Один из них — волшебная Природа, сделавшая возможным само чудо жизни. Её гармонии достаточно, чтобы умиротворить и душу упрямого огнепоклонника, и душу монашеского отшельника или восхищенного ревнителя ритуалов, с радостью пляшущего на свадьбах и искренне рыдающего на похоронах, но также и мрачного мечтателя, ожидающего более высокой гармонии, страдающего от грубости нравов и примитивности социальных обыкновений.
Природа простирается на тысячелетия назад и на тысячелетия вперёд, и потому её гармония представляется каждому эталонной и божественной. Она всеобъемлюща: если это стихия леса, она неисчерпаема по многообразию самовыражения. То же касается стихии гор, моря, пустыни, бескрайних снегов…
На поляне, где разомлевшие от солнца травы растут на глазах и где обилие цветов и букашек особенно трогательно намекает и на твою нужность в любом качестве этой никому не подвластной стихии, чувствуешь, что это и есть твой подлинный дом. Тут не присядет благодарно только тот, кого казнят и терзают тревоги…
И когда красота и умиротворённость земли, вод и неба переливается в красоту и умиротворённость пусть даже и примитивного быта, сказочную, былинную масштабность приобретают и хмурый кузнец Степан, прошедший Афганистан, и прозрачный от своего бескорыстия, мелкий и суетливый дед Пилип, шьющий бесплатно хомуты и делающий для всей голопузой детворы глиняные свистульки, неистощимый на шутки и постоянно, но беззлобно посмеивающийся над пришлым и настороженным элементом: «А ты, милый, случайно не из Блохиничей, что под Барбосовичами?..»
И дети, и бабы, шалости одних и нескончаемые заботы других, от стирки белья до прополки на огороде, получают величественное, ритуальное звучание, и неказистая хата кажется обиталищем древних богатырей…
Другой феномен, открывающий для души необъятный простор, представляет собою мир мысли, этой вечной оранжереи Правды и Истины. Мечтает и примитивный, мечтает и совершенный, и грёзы их сдерживает напор боли и страдания, возникающий неизбежно из разлада желания и яви, потребности и её удовлетворения. И работа — не та, и деньги — не те, и жильё — не то, слишком убогое и слишком быстро обрастает бытовым хламом, и подруга — не такая, о какой мечталось: кволая от ударов быта, не приметит ни радости, ни печали, не почувствует маяту сердца и брякнет что-либо невпопад, когда так хочется помолчать и подумать…

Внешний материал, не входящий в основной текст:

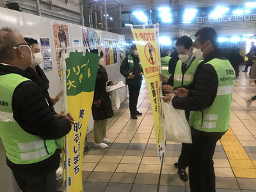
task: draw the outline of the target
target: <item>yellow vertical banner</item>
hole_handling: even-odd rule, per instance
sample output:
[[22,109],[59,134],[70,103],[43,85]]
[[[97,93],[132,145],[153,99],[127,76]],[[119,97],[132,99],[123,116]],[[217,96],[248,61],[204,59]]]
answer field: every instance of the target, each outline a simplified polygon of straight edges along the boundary
[[150,97],[157,149],[158,156],[161,159],[161,154],[165,152],[165,146],[163,136],[159,50],[156,30],[152,28],[133,29],[132,28],[132,32]]
[[[82,161],[87,125],[94,95],[99,57],[97,54],[70,52],[67,60],[68,111],[74,118],[68,138],[68,159],[63,153],[63,184],[69,192],[83,192]],[[65,146],[66,147],[66,146]],[[68,169],[66,178],[65,169]],[[66,190],[65,191],[67,191]]]

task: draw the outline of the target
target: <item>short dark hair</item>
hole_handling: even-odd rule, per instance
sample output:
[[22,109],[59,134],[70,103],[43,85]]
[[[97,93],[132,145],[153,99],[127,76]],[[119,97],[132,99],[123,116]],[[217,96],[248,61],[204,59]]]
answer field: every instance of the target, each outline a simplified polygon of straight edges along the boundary
[[132,49],[132,50],[134,50],[135,49],[136,49],[137,47],[136,47],[136,45],[135,44],[132,44],[131,46],[131,49]]
[[16,30],[12,28],[3,28],[0,29],[0,62],[13,58],[13,47],[17,46]]
[[176,42],[176,47],[184,45],[185,49],[189,49],[193,46],[193,41],[190,37],[188,36],[182,36]]
[[29,47],[33,46],[33,45],[34,45],[34,44],[38,45],[38,42],[34,38],[25,37],[24,40],[27,42],[28,45],[29,45]]
[[170,51],[170,46],[169,45],[163,45],[163,52],[166,53]]
[[195,36],[199,36],[198,40],[202,45],[207,41],[209,40],[212,43],[213,48],[218,48],[218,35],[216,31],[212,28],[209,27],[202,28],[196,32]]

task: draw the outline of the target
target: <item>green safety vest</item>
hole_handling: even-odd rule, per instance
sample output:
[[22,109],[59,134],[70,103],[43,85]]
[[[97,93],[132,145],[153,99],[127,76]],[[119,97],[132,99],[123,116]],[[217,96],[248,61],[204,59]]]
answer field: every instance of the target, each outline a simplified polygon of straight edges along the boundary
[[[127,71],[129,73],[131,73],[133,72],[133,66],[134,62],[133,61],[133,59],[132,58],[132,56],[131,54],[129,54],[128,56],[128,68],[127,68]],[[141,66],[141,63],[140,61],[140,70],[142,70],[142,66]],[[142,76],[141,76],[141,79],[143,79]]]
[[166,76],[168,78],[171,76],[169,74],[169,61],[172,58],[170,56],[166,56],[164,58],[161,58],[161,70],[163,75]]
[[236,73],[227,60],[213,59],[204,65],[211,65],[218,79],[217,95],[207,109],[191,111],[189,125],[204,132],[225,132],[228,129]]
[[177,63],[175,71],[173,77],[173,87],[181,87],[184,85],[189,84],[194,79],[194,76],[196,71],[197,67],[202,61],[195,59],[189,65],[185,74],[182,74],[182,63],[180,60]]
[[63,145],[62,138],[44,140],[24,131],[14,119],[12,106],[13,92],[21,83],[30,80],[16,74],[0,76],[0,136],[8,159],[20,164],[44,161]]

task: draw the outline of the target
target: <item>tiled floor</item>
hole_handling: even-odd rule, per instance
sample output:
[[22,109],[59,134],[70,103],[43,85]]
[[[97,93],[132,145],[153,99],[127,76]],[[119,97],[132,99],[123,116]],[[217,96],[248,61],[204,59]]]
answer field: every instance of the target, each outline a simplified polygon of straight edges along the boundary
[[[256,192],[256,102],[250,108],[245,102],[254,95],[256,86],[249,85],[248,75],[240,72],[232,103],[231,129],[218,143],[214,156],[217,192]],[[137,120],[129,118],[128,100],[109,120],[107,136],[112,143],[108,148],[93,147],[93,132],[88,134],[90,149],[83,166],[85,191],[157,191],[161,166],[145,84],[138,106],[143,116]],[[159,191],[190,191],[189,183],[179,179],[173,166],[180,148],[180,143],[167,142]]]

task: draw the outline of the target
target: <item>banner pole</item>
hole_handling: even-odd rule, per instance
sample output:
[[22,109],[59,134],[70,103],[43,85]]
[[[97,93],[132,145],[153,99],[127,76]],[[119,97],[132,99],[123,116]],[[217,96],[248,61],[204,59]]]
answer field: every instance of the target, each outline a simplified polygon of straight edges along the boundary
[[[65,45],[62,45],[63,48],[61,49],[61,69],[62,69],[62,77],[63,77],[63,112],[65,115],[67,114],[68,111],[68,106],[67,102],[67,64],[66,64],[66,47]],[[68,136],[67,135],[65,136],[65,161],[66,161],[66,192],[69,191],[68,189]]]

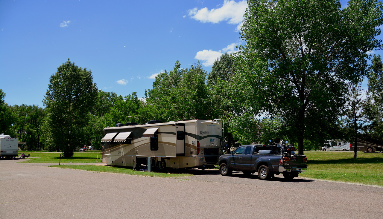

И в мыслях есть свои тупики и овраги, выселки и хутора, и мечты напоминают то бутылочную зелень морского залива среди скал и жарких волн воздуха, пропитанного гниением йодистых водорослей и медуз, то пахнущую морозом, бездорожную снежную целину с одинокой берёзой, над её куржавой полупрозрачной кроной висит сплющенное малиновое солнце…
Для всех, кто отваживается на кругосветный поиск на паруснике ожидания или воздушном шаре грёзы, открывается тонкая гармония жизни в добре, справедливости и умиротворении. Но и в беззащитности перед случайным или неслучайным дыханием рока.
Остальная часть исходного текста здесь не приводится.